Although in 2015 the UK parliament voted to permit the use of mitochondrial donation for the purpose of avoiding the inheritance of severe mitochondrial disease, the expert panel reporting to the HFEA recommended that the safety and efficacy of the technique required further evaluation. The further 2016 review [12] provided comprehensive evidence in order for the HFEA to determine whether the technique could be used in clinical practice. The report concluded that clinical treatment could proceed cautiously in restricted circumstances with further research being conducted. On 15 December 2016, the HFEA permitted the use of this technology.

Section 33 in the Code of Practice outlines the specific criteria which must be complied with for treatment to be undertaken. Individual cases of maternal spindle transfer (MST) or pronuclear transfer (PNT) have to be submitted to the HFEA’s Statutory Approvals Committee for authorisation.

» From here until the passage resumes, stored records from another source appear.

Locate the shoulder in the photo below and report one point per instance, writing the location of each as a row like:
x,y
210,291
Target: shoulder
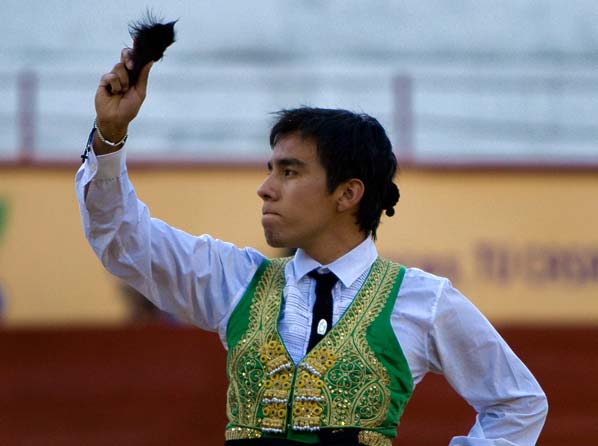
x,y
420,295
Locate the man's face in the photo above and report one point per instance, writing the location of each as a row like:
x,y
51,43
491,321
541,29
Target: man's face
x,y
298,211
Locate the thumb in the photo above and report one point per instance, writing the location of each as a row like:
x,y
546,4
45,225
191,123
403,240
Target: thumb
x,y
142,80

2.3 Other Accreditation Schemes

Many clinics seek to optimise their services and comply with the HFEA requirement to have a demonstrable quality management system by choosing to be ISO9001:2015 certified. Diagnostic andrology services must also be certified to ISO15189:2012 or equivalent. The professional bodies relating to reproductive medicine produce best practice guidelines and provide comprehensive training and validation programs. In the UK, embryologists are trained via the master’s-level Scientist Training Program in order to attain state registration.

3 Conclusion

The HFEA provides a unique comprehensive regulatory mechanism for ART. The framework drives standards and ensures high-quality patient care. Although seen by some as burdensome, the regulations provide protection to both patients and embryos, and they have served to reassure the patient that this sensitive and ethically challenging area of medical practice is performed ethically.